A fireball of the hottest red and orange and yellow she’d ever seen. Screams ringing in her ears—her own. Her mother hadn’t had time to scream.
“And then Elliot followed the instructions her mother had ingrained in her. She traveled to the Colorado wilderness, where she was taken into a survivalist camp run by an acquaintance of her stepfather’s.”
She stood, threw the second ball, and turned to her locker. The slap of metal against metal rang through the room when she pulled the door a little too forcefully.
“A survivalist camp?” Deacon asked. He was still facing her, watching her; she could tell by the sound of his voice, the heat of his gaze. The skin between her shoulders, right over her tattoo, crawled like she was a bug under a microscope.
Dain wasn’t letting up. “A militia group run by an ex-general from Africa. See, Elliot has more real-life training than any of us—she was, quite literally, raised to it. Having emotions beat out of her is second nature. And when the general threw her out at the age of eighteen—”

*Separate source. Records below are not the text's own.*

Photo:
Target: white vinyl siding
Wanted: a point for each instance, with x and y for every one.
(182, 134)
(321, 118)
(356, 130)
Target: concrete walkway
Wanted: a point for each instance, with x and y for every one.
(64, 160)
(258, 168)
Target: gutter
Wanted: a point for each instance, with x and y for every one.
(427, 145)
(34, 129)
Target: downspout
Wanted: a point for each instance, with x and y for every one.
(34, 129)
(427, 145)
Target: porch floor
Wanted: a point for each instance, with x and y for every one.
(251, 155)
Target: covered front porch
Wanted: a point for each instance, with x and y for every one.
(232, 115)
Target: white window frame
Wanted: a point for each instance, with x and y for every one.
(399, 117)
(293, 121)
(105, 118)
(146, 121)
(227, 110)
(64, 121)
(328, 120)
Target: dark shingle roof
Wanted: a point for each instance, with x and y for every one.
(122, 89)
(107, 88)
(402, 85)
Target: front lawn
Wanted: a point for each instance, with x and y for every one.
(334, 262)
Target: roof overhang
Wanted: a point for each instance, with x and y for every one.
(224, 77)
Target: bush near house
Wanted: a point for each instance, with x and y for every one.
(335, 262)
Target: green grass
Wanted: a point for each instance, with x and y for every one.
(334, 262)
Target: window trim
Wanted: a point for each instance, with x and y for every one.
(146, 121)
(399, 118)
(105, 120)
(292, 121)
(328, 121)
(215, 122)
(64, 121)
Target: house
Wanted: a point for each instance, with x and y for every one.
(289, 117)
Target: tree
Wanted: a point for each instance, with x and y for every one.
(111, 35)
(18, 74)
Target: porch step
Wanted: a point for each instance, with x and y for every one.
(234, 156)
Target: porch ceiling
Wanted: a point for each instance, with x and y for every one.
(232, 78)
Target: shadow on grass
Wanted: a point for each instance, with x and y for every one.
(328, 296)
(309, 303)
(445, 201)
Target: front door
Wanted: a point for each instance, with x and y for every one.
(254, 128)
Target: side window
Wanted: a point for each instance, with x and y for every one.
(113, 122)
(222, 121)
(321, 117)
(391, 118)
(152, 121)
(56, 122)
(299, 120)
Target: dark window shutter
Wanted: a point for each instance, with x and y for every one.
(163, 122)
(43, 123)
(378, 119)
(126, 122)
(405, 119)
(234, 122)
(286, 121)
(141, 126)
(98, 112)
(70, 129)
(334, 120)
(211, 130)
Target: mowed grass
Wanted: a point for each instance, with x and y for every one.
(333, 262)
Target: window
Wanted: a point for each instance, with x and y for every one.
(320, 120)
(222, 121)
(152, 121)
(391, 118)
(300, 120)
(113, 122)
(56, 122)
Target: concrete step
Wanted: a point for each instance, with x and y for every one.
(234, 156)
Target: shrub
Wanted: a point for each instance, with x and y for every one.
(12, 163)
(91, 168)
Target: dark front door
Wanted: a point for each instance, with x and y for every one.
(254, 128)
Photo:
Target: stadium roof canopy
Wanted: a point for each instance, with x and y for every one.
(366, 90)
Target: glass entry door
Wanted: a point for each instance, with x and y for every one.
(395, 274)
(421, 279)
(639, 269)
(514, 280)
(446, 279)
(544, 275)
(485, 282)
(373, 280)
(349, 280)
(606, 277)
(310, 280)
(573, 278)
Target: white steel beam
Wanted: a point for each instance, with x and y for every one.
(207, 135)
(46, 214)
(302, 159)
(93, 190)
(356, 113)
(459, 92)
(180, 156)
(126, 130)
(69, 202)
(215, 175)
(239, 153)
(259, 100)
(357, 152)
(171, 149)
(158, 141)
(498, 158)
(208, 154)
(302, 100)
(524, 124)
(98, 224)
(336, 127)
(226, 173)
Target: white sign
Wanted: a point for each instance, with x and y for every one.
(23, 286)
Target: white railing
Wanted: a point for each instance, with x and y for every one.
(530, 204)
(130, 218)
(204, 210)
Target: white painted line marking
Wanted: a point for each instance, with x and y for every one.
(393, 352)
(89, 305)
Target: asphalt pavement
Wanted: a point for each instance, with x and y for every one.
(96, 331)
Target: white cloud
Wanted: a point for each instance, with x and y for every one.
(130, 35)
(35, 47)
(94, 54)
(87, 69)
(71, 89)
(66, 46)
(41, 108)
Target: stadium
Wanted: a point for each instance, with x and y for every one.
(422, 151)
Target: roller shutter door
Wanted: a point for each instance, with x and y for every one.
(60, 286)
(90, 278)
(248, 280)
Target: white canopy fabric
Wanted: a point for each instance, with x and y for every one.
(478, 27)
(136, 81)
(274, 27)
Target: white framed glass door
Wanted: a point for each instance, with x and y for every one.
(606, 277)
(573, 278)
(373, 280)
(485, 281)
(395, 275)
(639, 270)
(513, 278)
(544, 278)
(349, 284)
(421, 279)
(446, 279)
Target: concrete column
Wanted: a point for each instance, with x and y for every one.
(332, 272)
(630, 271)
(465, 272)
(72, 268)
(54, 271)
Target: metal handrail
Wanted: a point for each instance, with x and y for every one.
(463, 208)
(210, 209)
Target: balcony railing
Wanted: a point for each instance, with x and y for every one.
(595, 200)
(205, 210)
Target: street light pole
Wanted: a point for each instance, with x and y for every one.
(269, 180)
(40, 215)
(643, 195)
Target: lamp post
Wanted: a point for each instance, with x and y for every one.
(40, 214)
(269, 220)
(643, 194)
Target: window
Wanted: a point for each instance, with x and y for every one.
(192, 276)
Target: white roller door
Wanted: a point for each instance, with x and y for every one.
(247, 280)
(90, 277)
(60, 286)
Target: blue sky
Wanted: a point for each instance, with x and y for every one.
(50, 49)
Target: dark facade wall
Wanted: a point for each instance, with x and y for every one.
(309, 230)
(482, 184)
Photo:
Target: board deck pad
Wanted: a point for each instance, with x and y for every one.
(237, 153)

“Stop it, Dain! Shut up. Just shut up.” She snatched her bag from the locker and rounded on the two men. “You don’t get to analyze my past. I’m not some psych experiment, and you’re sure as hell no therapist, so get the fuck out.”
Deacon took a step toward her. “Ell, don’t—”
Her glare was filled with all the rage boiling inside her, the hell of hearing that name again, the name he’d called her while he was inside her. Deacon blanched.
“Don’t you dare call me that. Don’t pretend you give a fuck. You hate me now; fine. I did what you wanted. Now leave me alone.”
“I—” Deacon clamped his mouth shut. The muscle in his jaw jumped as he seemed to fight with whatever words he wanted to say. “I don’t hate you, Elliot.”
“Really?” she scoffed. “You should. I put Sydney in danger. Just by being born, I put my mother in danger. She ended up dead. You should keep me as far away from your daughter as humanly possible.”